Quest’anno ricorrono i settant’anni dello Statuto autonomistico della Sardegna. Non mi soffermo sui penosi festeggiamenti con tanto di fanfara presidenziale che sono stati allestiti per l’occasione e nemmeno sulla pessima idea di imbellettare una ventina di bambini e fargli cantare un inno che dichiara “siamo pronti alla morte”. Ci sarebbe da riflettere su questo e da interrogarsi quale sia la differenza che ci separa dall’orribile episodio che ha visto il sultano turco Erdogan istigare al martirio una povera bambina spaventata vestita in mimetica. Se si vuole istigare al martirio qualcuno per la grandezza di uno stato almeno lo si faccia con i maggiorenni e si lascino stare i bambini!
Ma passiamo al festeggiato. Lo Statuto sardo è una carta che definire timida è pure troppo poco. Non ha nemmeno il coraggio di definire i sardi un “popolo” e una “nazione”, non fa cenno a nessuna tutela linguistica e quei pochi articoletti che garantirebbero qualche pallida garanzia sovrana sono rimasti lettera morta per 70 anni.
Un esempio? L’art. 5 prevede la possibilità che la Regione adatti «alle sue particolari esigenze le disposizioni delle leggi della Repubblica, emanando norme di integrazione ed attuazione, sulle seguenti materie: a) istruzione di ogni ordine e grado, ordinamento degli studi; b) lavoro; previdenza ed assistenza sociale; c) antichità e belle arti; d) nelle altre materie previste da leggi dello Stato». Perché non è mai stato applicato? Per il semplice motivo che dal dopoguerra ad oggi hanno sempre governato partiti e coalizioni di partiti che nominalmente si dichiaravano “autonomisti” ma nei fatti erano più lealisti del Re, più centralisti delle loro segreterie romane.

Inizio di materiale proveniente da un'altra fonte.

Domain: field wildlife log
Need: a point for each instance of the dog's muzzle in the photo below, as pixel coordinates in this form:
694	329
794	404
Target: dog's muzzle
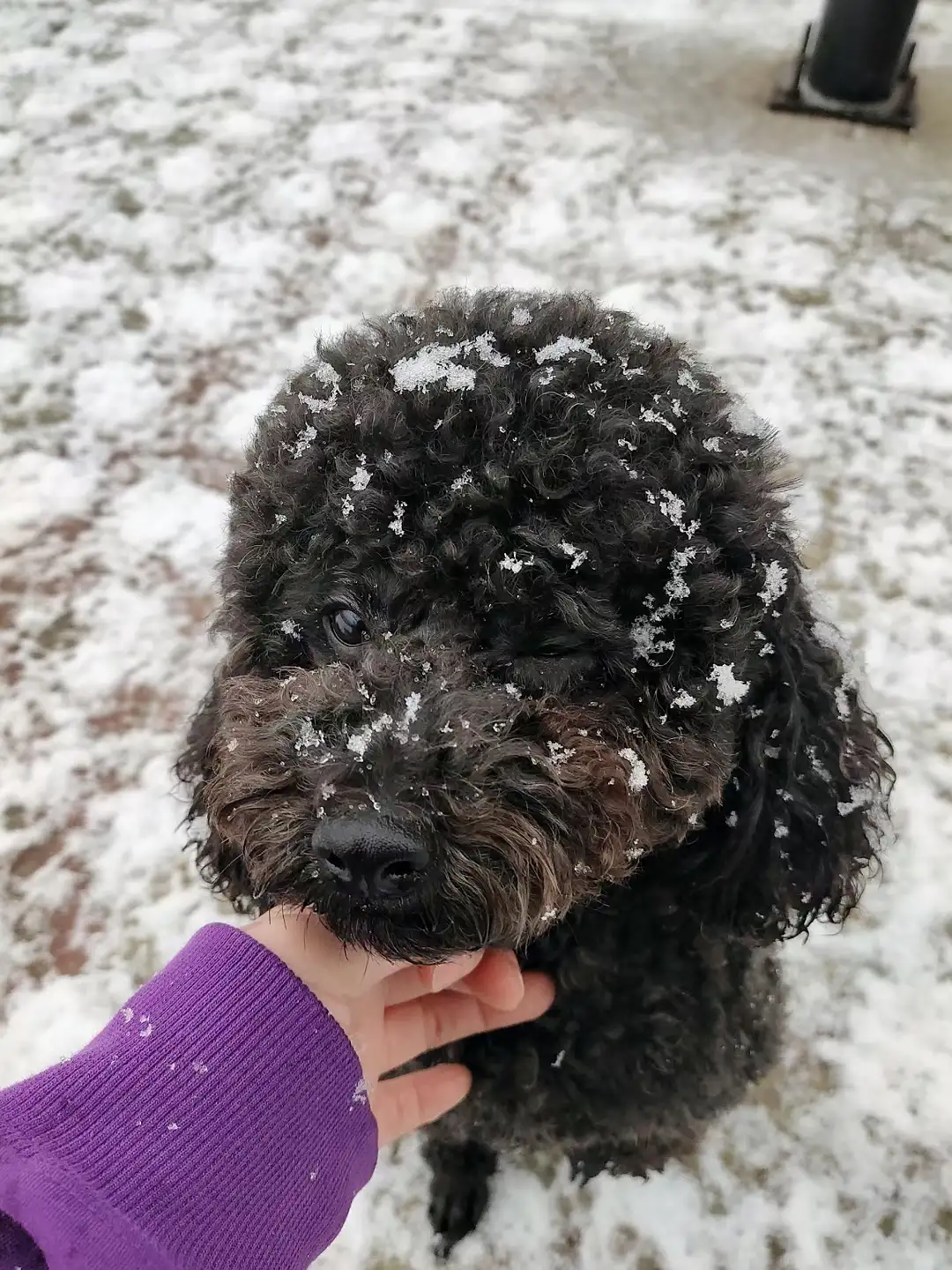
371	860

Oggi, anziché far canticchiare ai bambini inni votanti al martirio, bisognerebbe fare due cose: applicare alla lettera quei pochi articoli che prevedono competenze sovrane e immediatamente lanciare un grande dibattito per una riforma nazionalista dello Statuto. Senza chiedere la luna, a settant’anni dalla sua stesura originale, oggi il tema dovrebbe essere la sua riscrittura a rialzo, partendo dal riconoscimento della nazionalità sarda e delle sue lingue (sardo, parlate sardo-corso, catalano e tabarchino). Impossibile? No, il Trentino-Südtirol, nel suo secondo articolo del suo Statuto, riconosce «parità di diritti ai cittadini, qualunque sia il gruppo linguistico al quale appartengono, e sono salvaguardate le rispettive caratteristiche etniche e culturali». È un principio democratico irrinunciabile e insopprimibile a cui nessun popolo può o deve rinunciare. In cosa consiste la specialità che aggettiva lo Statuto se non nella dimensione storica, antropologica, culturale e linguistica che distingue la nazione sarda dal resto del mondo? Non certo nell’insularità come i nuovi neocentralisti vorrebbero far credere.
A 70 anni dalla sua stesura lo Statuto sardo è davanti ad un bivio: o rinasce spinto da una seconda e più dignitosa vita o meglio l’eutanasia!